1) MR1 Assessment/Interventions, nursing documentation dated December 29, 2014, revealed, "... 03:35 Pt problm [sic] ... Under 1:1 observation due to history of PICA. Non-verbal. ... Skin Alterations ... skin intact ... 08:47 ... Pt admitted syncope, from ... Residential Services 1:1 2nd to PICA ... ADLs Grooming ... 10:03 complete ... Oral care complete ... Feeding complete assist ... Elimination ... incontinent ... 17:04 High risk equipm [sic] ... 1:1 PICA ... 12/30/14 10:27 ... pt does not cooperate with eating, po intake is poor, Pt receiving IV fluids until po is greater than 300. ... 16:59 ... pt resting today, did not exhibit any signs of pain. Pt had increased PO intake. Cardiac monitor and IV fluids discontinued. ... IVs/Lines/Blocks ...Peripheral Lines Location #1 Right 2 ... Interventions ... removd/protocol ... no IV access ... pt removed ... 20:00 Skin Alterations Skin Alteratn [sic] 1 ... Alteratn [sic] Type 1 ... tear ... Location 1 ... right arm ... Appearance ... pink unapproximated crusted ... Care/Dressing ... open to air cleaned ... Drainage ... none ... 12/31/14 17:32 ... Pt po intake increased, eating all meals. Pt is scheduled to go for EGD tomorrow to remove bezeoa [sic]. ... 01/01/14 17:00 Patient went to GI lab today for EGD. foreign object was removed. ... ."
MR1 Progress Note, physician documentation revealed, "... 3:36:34 PM, Tuesday, December 30, 2014 ... Plan: possible ingestion of cardiac monitor leads check cxr and abd film for eval for foreign bodies ... ."
2) An interview was conducted with EMP3 on April 15, 2015, at 3:05 PM. EMP3 revealed, "... I guess I didn't document that the leads were missing."

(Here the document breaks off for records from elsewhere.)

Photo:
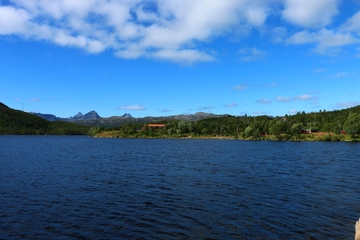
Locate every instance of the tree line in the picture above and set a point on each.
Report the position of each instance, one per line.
(336, 124)
(22, 123)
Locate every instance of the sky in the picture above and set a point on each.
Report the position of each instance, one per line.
(169, 57)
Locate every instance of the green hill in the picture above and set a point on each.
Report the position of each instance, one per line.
(19, 122)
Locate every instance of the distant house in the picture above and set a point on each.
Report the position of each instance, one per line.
(154, 125)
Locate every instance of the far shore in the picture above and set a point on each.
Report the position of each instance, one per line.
(307, 137)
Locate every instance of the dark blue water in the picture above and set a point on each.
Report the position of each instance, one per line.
(85, 188)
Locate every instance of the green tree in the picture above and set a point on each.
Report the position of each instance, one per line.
(352, 124)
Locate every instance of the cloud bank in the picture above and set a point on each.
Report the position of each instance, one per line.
(176, 30)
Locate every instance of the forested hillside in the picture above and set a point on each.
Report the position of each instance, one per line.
(19, 122)
(335, 125)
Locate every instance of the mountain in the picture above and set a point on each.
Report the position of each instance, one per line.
(127, 115)
(92, 115)
(117, 121)
(93, 119)
(19, 122)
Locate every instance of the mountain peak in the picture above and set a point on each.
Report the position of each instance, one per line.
(127, 115)
(91, 115)
(79, 115)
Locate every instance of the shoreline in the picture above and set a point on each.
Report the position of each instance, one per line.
(319, 137)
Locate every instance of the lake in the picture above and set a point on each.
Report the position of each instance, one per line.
(86, 188)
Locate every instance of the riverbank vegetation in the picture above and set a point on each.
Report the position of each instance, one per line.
(22, 123)
(340, 125)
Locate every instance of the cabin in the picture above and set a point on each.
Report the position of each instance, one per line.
(154, 125)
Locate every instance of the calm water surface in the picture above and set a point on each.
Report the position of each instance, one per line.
(86, 188)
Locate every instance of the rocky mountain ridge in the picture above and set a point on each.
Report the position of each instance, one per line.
(93, 119)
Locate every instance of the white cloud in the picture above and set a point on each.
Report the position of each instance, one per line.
(240, 87)
(319, 70)
(343, 74)
(183, 56)
(173, 30)
(233, 104)
(205, 108)
(352, 24)
(278, 34)
(347, 104)
(132, 108)
(34, 100)
(310, 13)
(251, 54)
(158, 29)
(263, 101)
(326, 40)
(13, 21)
(166, 110)
(282, 99)
(303, 97)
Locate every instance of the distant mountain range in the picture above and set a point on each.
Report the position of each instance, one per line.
(93, 119)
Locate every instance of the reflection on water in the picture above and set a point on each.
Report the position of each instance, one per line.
(80, 187)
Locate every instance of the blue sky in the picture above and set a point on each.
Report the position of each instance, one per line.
(169, 57)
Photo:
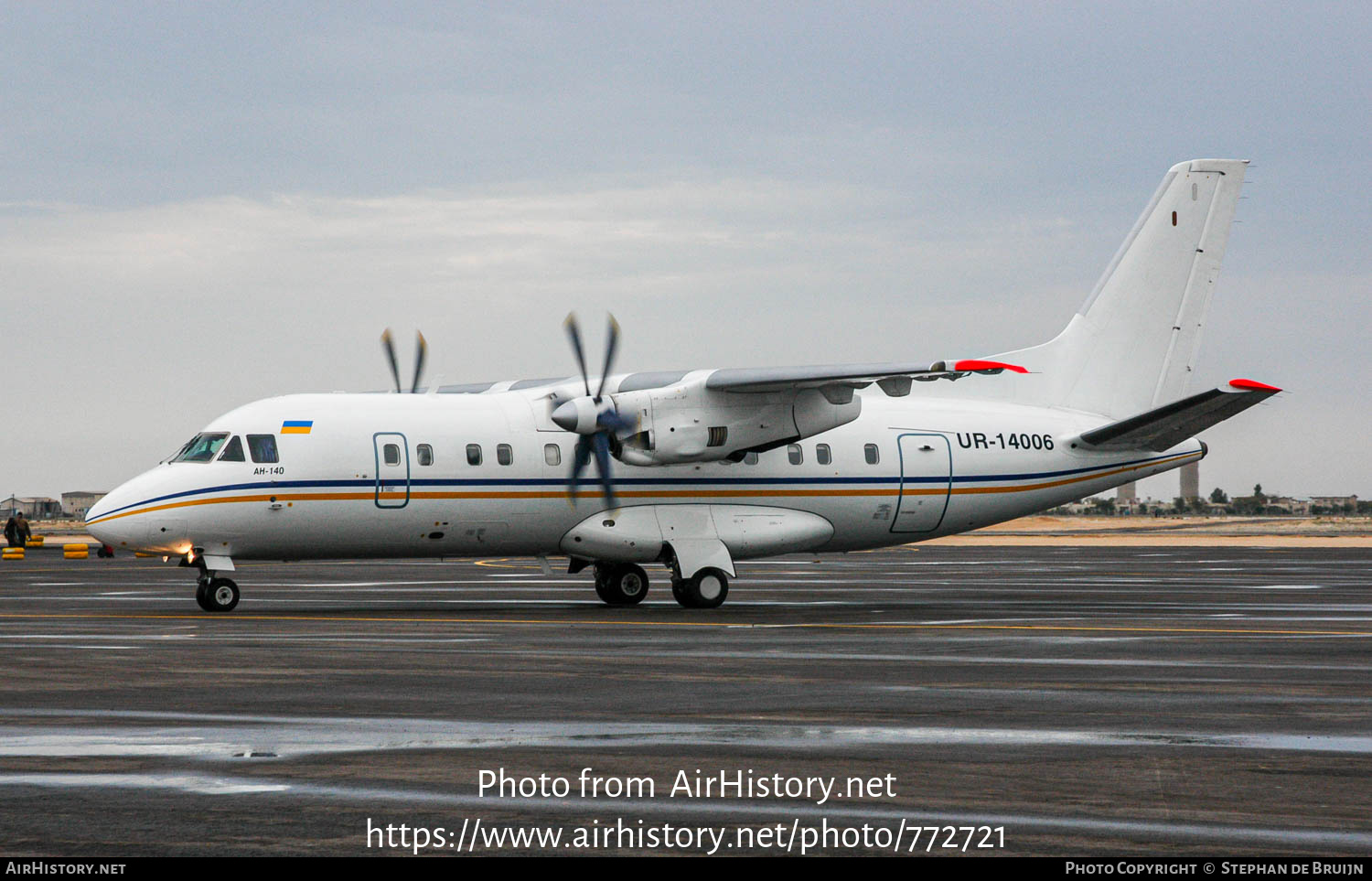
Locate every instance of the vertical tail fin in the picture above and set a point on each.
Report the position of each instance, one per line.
(1133, 343)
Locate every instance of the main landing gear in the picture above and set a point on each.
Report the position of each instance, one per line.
(705, 590)
(216, 595)
(626, 584)
(620, 584)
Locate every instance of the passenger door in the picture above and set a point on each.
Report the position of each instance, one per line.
(392, 469)
(925, 479)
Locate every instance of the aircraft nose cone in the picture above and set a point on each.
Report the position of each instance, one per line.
(115, 532)
(576, 416)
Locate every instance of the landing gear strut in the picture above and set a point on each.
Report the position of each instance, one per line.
(216, 595)
(620, 584)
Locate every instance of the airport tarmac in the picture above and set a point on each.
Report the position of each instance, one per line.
(1086, 700)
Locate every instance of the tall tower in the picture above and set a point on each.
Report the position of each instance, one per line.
(1191, 480)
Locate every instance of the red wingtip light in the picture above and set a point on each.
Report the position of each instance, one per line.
(971, 364)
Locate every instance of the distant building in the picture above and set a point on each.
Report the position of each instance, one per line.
(76, 504)
(32, 507)
(1334, 504)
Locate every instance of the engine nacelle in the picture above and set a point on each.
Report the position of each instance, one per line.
(689, 423)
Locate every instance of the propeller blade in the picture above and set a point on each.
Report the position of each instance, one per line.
(575, 335)
(603, 466)
(420, 353)
(611, 345)
(581, 457)
(390, 356)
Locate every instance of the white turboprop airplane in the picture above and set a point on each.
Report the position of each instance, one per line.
(716, 466)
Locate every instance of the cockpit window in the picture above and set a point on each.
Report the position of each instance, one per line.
(263, 447)
(200, 447)
(232, 450)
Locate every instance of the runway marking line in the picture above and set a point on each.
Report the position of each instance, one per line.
(647, 623)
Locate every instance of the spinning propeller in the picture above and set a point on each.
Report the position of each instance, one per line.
(420, 353)
(593, 417)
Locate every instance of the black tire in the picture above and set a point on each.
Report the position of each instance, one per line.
(622, 585)
(221, 596)
(705, 590)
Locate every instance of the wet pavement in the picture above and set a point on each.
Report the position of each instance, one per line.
(1087, 700)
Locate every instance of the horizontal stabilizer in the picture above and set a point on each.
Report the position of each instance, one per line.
(1168, 425)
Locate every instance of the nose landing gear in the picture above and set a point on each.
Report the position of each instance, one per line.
(213, 593)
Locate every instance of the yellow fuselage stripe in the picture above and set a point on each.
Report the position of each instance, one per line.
(531, 494)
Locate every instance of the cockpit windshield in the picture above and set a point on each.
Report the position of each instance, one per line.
(200, 447)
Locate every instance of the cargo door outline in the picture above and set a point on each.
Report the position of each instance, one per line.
(922, 512)
(391, 478)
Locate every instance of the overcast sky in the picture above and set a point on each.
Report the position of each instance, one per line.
(206, 203)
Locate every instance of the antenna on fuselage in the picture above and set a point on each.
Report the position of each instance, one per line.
(420, 356)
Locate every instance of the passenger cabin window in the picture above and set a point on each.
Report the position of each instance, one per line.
(263, 447)
(200, 447)
(232, 450)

Review of Remote Cardiac Monitoring: Medical/Surgical Nursing Procedure and Responsibilities, policy and procedure dated October 30, 2014, revealed, "... Policy-All staff caring for patients requiring remote cardiac monitoring will follow established procedures, guidelines and responsibilities to provide a safe environment for our patients. ... Responsibilities: ... Rhythm strips and a brief report on the monitored patients are sent to the nurses stations every 8 hours (Nursing Work Sheet attached-Attachment B). The RN signs his/her patients strips every 8 hours. RN signs first initial, last name on the printed telemetry strip print-out indicating she/he has reviewed the strips before placing the monitor strips on the chart. The RN signature acknowledges that the nurse has reviewed the rhythm strips. ... ."
1) MR1 EKG Rhythm Strips, documentation revealed that telemetry rhythm strips were completed on December 29, 2014, at 3:32 AM, 7:12 AM, 7:22 AM, 8:46 AM, 3:05 PM, 5:03 PM, 10:22 PM, 11:13 PM, and on December 30, 2014, at 1:41 AM. The patient's cardiac monitor was discontinued on December 30, 2014, at 12:00 PM. The EKG Rhythm Strips documentation revealed that the Monitor Technician (M. T.) signed each document with a first initial and last name, however, failed to reveal the RN's signature (first initial and last name) in the space provided.
2) An interview was conducted with EMP2 on April 10, 2015, at 10:30 AM. EMP2 confirmed the above findings and revealed, "... The whole paper is tubed to the Unit and the nurse caring for the patient is responsible for reviewing and signing off the strips.